Rust’s async/await is structurally identical to C++: stackless, state machine compilation, no built-in scheduler. Rust does not ship an executor in its standard library; production code uses Tokio or async-std. C++ is in the same position. The coroutine language primitives landed in C++20, but std::execution (P2300), the proposed standard executor framework, was still working through the committee at the time of CppCon 2025. Until a standard executor arrives, most production C++ async code runs on top of Asio, folly::coro, or libcoro.

The Combined Pattern

The two models are most productive together. The common production architecture runs a fixed-size thread pool, typically one OS thread per CPU core, with each thread executing an event loop. Coroutines multiplex on top of each thread: when a coroutine suspends at a co_await point, the thread picks up the next runnable coroutine rather than blocking:

Thread 0: [coro A runs] -> [coro A awaits network recv] -> [coro B runs] -> [coro C runs] -> ...
Thread 1: [coro D runs] -> [coro D awaits disk read]   -> [coro E runs] -> [coro F runs] -> ...

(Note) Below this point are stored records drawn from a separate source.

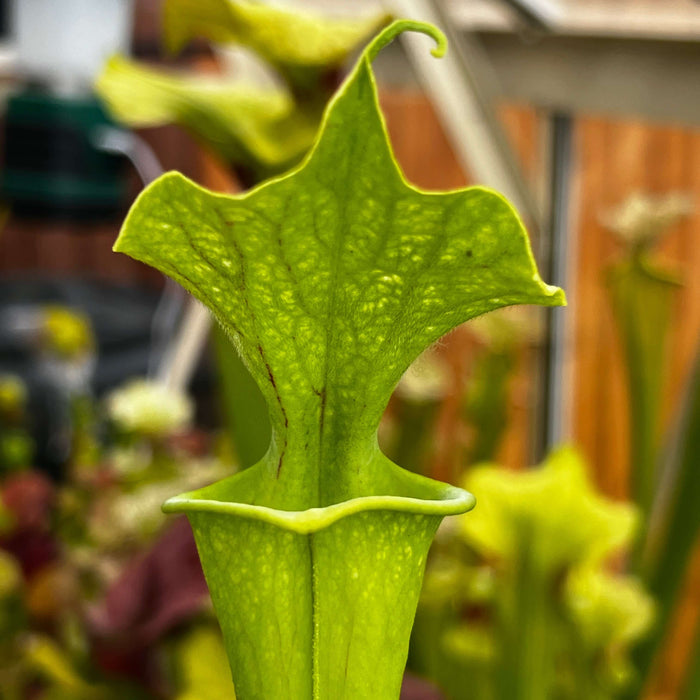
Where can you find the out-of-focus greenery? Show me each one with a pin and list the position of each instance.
(486, 400)
(66, 332)
(303, 47)
(642, 294)
(664, 481)
(263, 130)
(259, 128)
(16, 444)
(520, 599)
(201, 667)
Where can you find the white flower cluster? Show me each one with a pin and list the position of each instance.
(149, 409)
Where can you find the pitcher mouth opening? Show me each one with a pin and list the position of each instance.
(447, 500)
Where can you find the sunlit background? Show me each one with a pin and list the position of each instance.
(578, 429)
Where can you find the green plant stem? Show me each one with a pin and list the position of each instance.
(526, 672)
(244, 409)
(675, 533)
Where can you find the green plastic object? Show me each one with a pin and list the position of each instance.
(52, 166)
(329, 280)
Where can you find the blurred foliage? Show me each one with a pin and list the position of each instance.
(66, 333)
(664, 482)
(68, 552)
(520, 600)
(201, 666)
(486, 400)
(16, 443)
(303, 47)
(260, 130)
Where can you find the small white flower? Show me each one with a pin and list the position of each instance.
(149, 409)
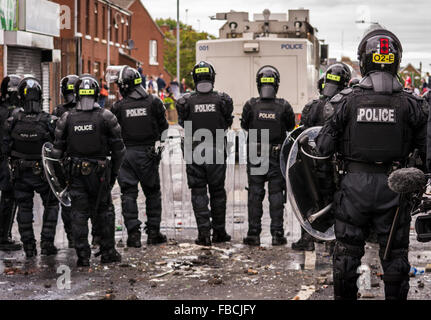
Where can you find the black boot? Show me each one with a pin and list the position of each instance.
(155, 237)
(110, 256)
(9, 244)
(306, 243)
(30, 250)
(278, 239)
(48, 248)
(134, 239)
(220, 236)
(204, 239)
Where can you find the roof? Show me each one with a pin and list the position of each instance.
(125, 4)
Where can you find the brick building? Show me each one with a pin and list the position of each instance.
(134, 38)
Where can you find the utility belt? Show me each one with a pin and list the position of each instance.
(85, 167)
(274, 149)
(370, 167)
(20, 164)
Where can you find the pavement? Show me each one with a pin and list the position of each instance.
(182, 270)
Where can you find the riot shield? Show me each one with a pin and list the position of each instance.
(303, 192)
(287, 145)
(56, 175)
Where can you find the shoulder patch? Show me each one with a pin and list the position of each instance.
(346, 91)
(328, 110)
(337, 98)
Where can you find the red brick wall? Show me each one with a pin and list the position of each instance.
(145, 29)
(141, 29)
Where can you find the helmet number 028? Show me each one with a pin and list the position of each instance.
(383, 58)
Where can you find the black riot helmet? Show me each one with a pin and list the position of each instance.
(9, 89)
(30, 95)
(204, 77)
(379, 50)
(130, 83)
(337, 78)
(67, 87)
(268, 81)
(87, 91)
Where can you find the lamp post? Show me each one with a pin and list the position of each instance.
(178, 40)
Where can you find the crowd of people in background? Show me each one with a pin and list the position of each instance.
(425, 84)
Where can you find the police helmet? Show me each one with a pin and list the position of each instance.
(379, 50)
(67, 87)
(321, 84)
(268, 81)
(9, 89)
(203, 76)
(337, 78)
(30, 94)
(130, 83)
(87, 91)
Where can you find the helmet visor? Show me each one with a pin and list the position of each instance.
(204, 86)
(267, 92)
(113, 73)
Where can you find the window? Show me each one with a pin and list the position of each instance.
(153, 52)
(103, 22)
(87, 17)
(96, 15)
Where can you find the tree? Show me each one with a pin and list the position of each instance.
(188, 39)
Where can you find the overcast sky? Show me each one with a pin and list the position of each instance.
(335, 20)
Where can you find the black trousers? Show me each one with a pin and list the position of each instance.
(256, 194)
(139, 167)
(366, 203)
(25, 184)
(7, 202)
(86, 192)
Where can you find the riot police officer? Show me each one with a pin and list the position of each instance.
(267, 112)
(335, 79)
(9, 101)
(376, 125)
(88, 135)
(26, 131)
(142, 120)
(67, 88)
(206, 110)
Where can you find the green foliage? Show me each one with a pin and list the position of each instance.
(188, 39)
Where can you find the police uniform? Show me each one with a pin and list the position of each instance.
(142, 122)
(25, 133)
(372, 130)
(211, 111)
(277, 116)
(87, 135)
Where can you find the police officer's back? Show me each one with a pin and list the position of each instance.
(212, 111)
(88, 135)
(335, 79)
(376, 125)
(26, 132)
(275, 115)
(67, 88)
(142, 120)
(9, 101)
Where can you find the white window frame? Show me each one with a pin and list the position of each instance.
(153, 53)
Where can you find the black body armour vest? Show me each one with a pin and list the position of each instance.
(205, 112)
(138, 126)
(86, 135)
(377, 128)
(29, 134)
(267, 114)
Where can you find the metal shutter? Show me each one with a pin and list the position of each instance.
(23, 61)
(45, 86)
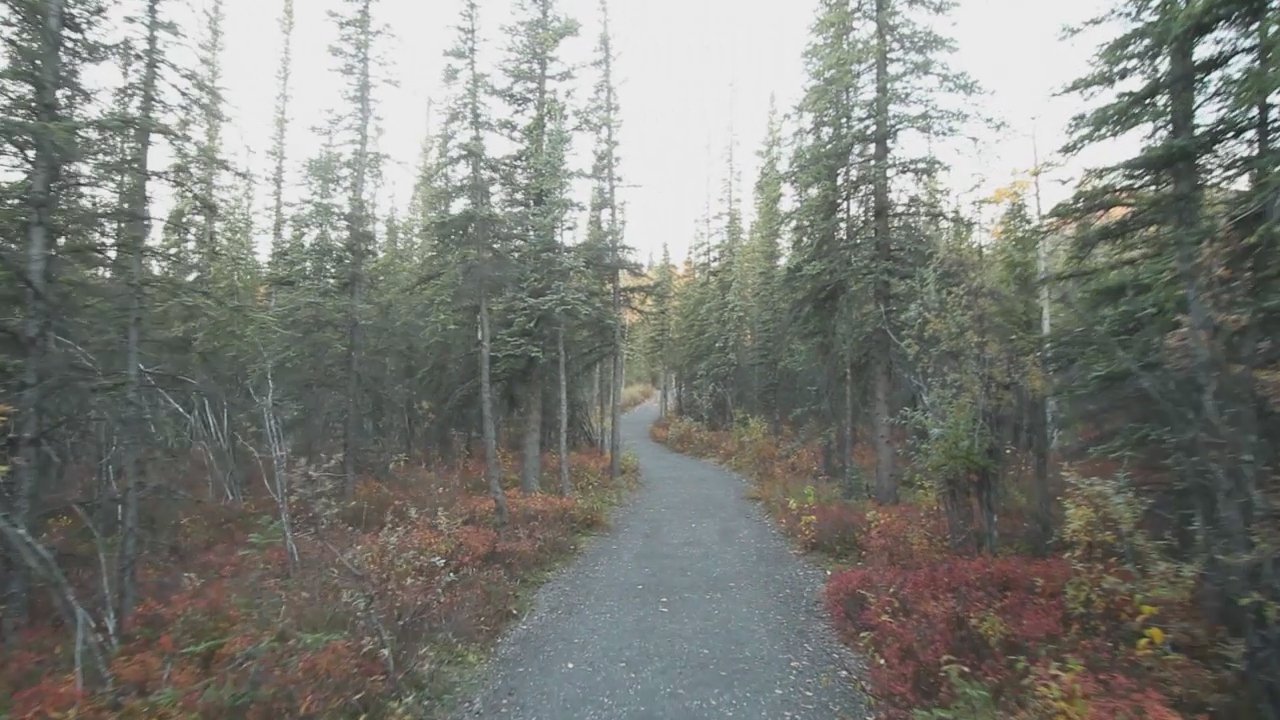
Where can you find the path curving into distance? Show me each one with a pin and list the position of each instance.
(693, 606)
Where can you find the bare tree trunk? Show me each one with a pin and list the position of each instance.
(566, 482)
(1045, 406)
(531, 465)
(46, 165)
(493, 472)
(137, 236)
(882, 379)
(602, 400)
(850, 436)
(357, 238)
(282, 124)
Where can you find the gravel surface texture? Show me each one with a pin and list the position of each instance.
(691, 606)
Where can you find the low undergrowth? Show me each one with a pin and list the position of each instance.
(1105, 629)
(388, 605)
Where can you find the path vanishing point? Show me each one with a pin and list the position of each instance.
(691, 606)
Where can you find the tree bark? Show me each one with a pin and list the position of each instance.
(137, 236)
(882, 381)
(531, 466)
(566, 482)
(357, 222)
(46, 164)
(493, 470)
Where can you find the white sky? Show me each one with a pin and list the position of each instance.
(677, 63)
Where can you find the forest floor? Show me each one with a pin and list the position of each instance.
(693, 605)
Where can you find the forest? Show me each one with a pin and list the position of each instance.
(1041, 454)
(277, 447)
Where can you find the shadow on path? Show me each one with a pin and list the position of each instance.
(691, 606)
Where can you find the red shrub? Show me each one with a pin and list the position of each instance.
(979, 611)
(904, 536)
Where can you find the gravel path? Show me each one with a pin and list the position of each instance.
(691, 606)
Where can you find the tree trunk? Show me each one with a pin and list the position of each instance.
(602, 400)
(566, 482)
(493, 470)
(357, 231)
(531, 466)
(46, 164)
(137, 237)
(882, 379)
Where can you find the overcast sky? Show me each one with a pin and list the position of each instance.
(691, 72)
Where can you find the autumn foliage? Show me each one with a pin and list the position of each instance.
(952, 634)
(392, 597)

OS threads provide true parallelism across CPU cores. Coroutines provide lightweight concurrency within each thread, handling thousands of concurrent I/O operations without a corresponding number of blocked OS threads. The resource footprint for a coroutine is the frame on the heap, on the order of a few hundred bytes for typical async I/O code, versus 8 MB of committed stack per OS thread in the worst case. This is the architecture that makes high-concurrency network servers viable in C++ without adopting Go or Java virtual threads.

Asio has provided this model for years under its strand and executor abstractions. The Networking TS attempted to standardize a subset of it, and P2300 is the broader effort to give std::execution a foundation that covers this pattern.

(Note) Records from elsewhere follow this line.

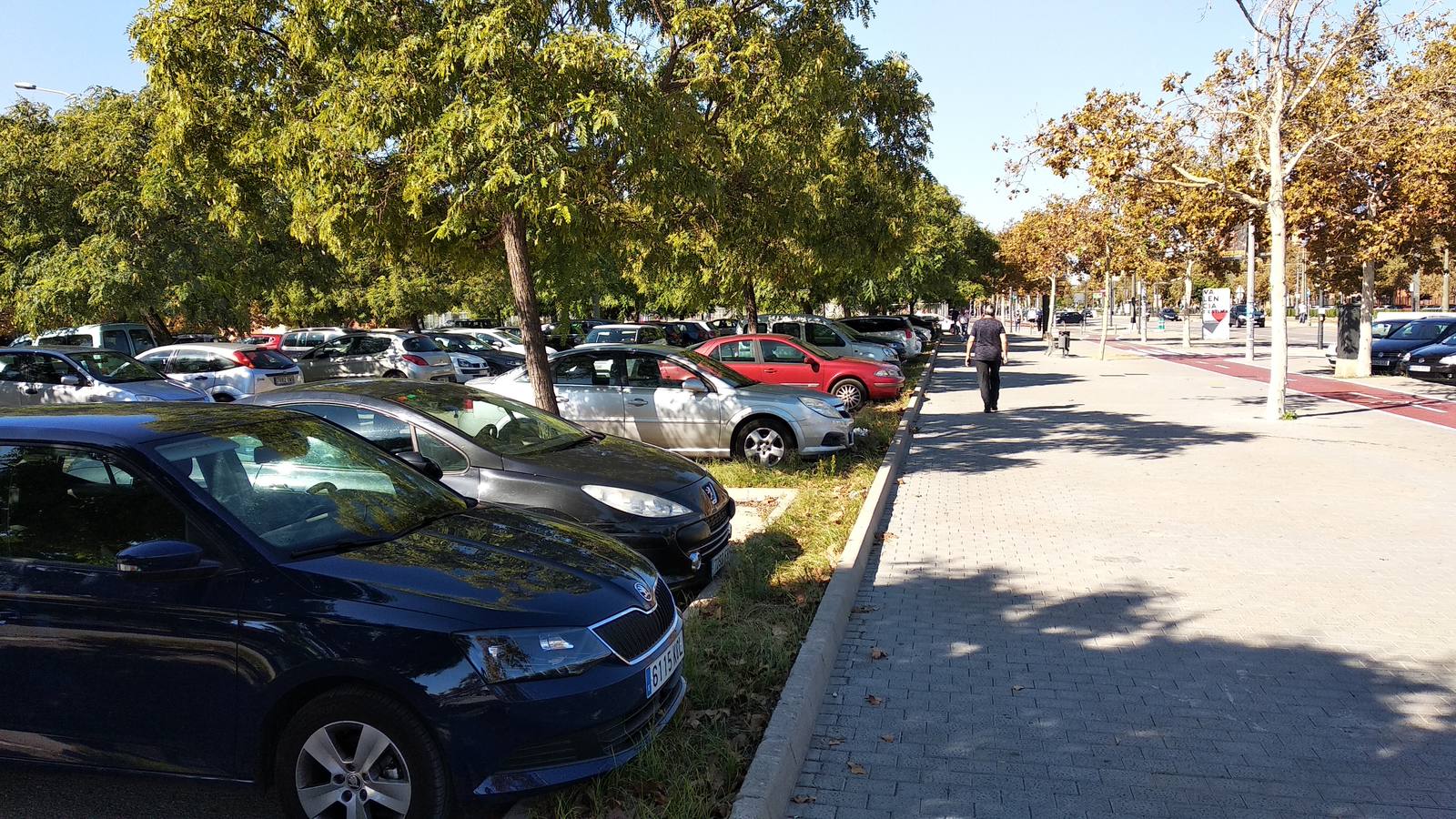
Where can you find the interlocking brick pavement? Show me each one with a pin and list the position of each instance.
(1127, 595)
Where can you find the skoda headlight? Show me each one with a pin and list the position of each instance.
(519, 654)
(637, 503)
(822, 407)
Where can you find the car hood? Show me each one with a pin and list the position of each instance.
(167, 389)
(488, 567)
(612, 460)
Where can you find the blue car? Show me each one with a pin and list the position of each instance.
(1388, 354)
(257, 595)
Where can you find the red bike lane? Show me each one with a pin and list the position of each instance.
(1402, 404)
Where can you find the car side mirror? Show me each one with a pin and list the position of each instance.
(421, 464)
(164, 560)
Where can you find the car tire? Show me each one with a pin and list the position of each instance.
(763, 440)
(852, 392)
(315, 763)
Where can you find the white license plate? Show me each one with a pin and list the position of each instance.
(662, 668)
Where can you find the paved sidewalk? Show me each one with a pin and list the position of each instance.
(1127, 595)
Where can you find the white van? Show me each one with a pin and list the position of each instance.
(127, 339)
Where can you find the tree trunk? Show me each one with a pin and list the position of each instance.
(523, 288)
(1187, 305)
(750, 303)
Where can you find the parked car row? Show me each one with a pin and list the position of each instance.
(341, 624)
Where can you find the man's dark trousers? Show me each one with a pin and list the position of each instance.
(989, 376)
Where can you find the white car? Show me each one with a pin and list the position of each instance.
(223, 370)
(35, 376)
(504, 339)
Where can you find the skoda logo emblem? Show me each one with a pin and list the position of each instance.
(644, 592)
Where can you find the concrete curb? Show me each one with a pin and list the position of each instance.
(775, 768)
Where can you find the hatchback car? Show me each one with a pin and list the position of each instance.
(626, 334)
(688, 402)
(1388, 354)
(829, 336)
(33, 376)
(502, 450)
(887, 329)
(277, 601)
(383, 354)
(226, 372)
(781, 359)
(298, 341)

The Colored Function Problem

Neither model is ergonomically free. Coroutine functions are typed differently from regular functions: a function returning Task<T> is a different animal from one returning T, and you cannot transparently substitute one for the other. Calling a blocking function from within a coroutine stalls the entire OS thread, defeating the point. Bob Nystrom’s essay on function coloring describes the structural issue: when suspension is explicit and typed, code that calls coroutines must be aware it is doing so, and that awareness propagates upward through the call stack.

Go and Java 21 virtual threads hide this by making all code look synchronous from the developer’s perspective; the runtime handles the multiplexing transparently. C++ and Rust trade that ergonomic smoothness for control: you know exactly where suspension can occur, you control the executor, and the runtime imposes no overhead you did not explicitly request. For embedded systems, real-time applications, or code with strict latency budgets, that control matters more than the ergonomic convenience.

When to Use Each

Threads are the right tool when work is CPU-bound and you need true parallelism, when you are calling blocking APIs without async alternatives (certain legacy C libraries, syscalls that lack io_uring or IOCP equivalents), or when total concurrency is small and bounded. A thread per CPU core doing compute-heavy work has no coroutine equivalent.

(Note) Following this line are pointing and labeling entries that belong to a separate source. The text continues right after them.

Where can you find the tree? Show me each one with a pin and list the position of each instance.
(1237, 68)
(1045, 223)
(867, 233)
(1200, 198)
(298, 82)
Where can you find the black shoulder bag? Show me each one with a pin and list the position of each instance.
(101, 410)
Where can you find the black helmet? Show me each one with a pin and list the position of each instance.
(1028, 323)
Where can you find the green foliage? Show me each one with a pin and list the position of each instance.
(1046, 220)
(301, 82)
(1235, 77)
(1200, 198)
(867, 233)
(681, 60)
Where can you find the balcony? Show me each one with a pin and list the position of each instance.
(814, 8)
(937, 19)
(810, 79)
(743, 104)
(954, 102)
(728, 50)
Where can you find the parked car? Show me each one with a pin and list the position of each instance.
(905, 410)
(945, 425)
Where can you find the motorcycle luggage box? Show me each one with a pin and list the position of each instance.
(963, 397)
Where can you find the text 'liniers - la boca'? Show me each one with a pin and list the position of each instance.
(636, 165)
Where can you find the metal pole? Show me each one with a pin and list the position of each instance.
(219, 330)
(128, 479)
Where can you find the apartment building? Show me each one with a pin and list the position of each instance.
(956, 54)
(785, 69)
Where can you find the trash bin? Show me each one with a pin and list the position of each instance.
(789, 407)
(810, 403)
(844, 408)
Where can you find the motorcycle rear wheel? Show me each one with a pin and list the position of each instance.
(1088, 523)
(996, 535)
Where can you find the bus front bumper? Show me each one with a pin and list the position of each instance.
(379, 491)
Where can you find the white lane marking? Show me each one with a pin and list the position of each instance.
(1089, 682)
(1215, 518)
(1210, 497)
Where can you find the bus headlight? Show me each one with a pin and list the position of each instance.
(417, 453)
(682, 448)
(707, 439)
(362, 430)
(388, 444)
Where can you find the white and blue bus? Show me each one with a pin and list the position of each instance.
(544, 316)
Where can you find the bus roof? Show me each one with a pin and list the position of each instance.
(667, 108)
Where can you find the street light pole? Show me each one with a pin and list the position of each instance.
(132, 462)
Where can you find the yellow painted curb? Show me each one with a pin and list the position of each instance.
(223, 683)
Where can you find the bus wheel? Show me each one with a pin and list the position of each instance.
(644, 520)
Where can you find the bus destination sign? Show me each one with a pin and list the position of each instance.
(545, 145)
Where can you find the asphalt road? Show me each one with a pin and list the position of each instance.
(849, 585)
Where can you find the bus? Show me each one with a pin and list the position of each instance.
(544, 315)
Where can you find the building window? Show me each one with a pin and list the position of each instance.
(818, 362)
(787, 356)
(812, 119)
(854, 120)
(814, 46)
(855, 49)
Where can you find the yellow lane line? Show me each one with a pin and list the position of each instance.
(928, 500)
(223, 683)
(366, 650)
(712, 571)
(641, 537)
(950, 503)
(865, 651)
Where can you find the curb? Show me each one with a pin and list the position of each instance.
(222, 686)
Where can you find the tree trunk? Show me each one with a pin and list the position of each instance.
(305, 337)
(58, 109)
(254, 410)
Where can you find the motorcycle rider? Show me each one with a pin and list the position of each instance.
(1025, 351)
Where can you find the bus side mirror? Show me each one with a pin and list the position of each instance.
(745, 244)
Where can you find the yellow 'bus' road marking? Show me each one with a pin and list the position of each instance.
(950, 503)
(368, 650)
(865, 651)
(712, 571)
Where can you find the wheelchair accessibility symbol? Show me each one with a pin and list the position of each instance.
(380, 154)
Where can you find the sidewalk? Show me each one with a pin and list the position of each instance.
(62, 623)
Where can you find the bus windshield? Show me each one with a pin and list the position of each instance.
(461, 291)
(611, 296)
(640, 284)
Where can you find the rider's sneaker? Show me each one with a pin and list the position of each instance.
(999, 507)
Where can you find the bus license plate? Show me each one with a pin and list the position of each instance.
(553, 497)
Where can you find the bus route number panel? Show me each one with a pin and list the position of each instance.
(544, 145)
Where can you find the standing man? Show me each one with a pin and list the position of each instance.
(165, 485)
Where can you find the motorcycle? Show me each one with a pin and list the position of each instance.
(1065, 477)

Coroutines are the right tool when work is I/O-bound and most time is spent waiting, when you need to sustain thousands or millions of concurrent operations with minimal memory overhead, when you want lazy generator-style evaluation, or when you need precise control over scheduling policy.

The CppCon 2025 talk is worth watching for the hardware-level walkthrough of how thread scheduling, context switching, and synchronization primitives actually behave. The practical summary is that threads are the unit of OS-level preemptive scheduling and coroutines are the unit of cooperative task management within a thread. They are tools at different levels of the stack, and most production systems eventually reach for both.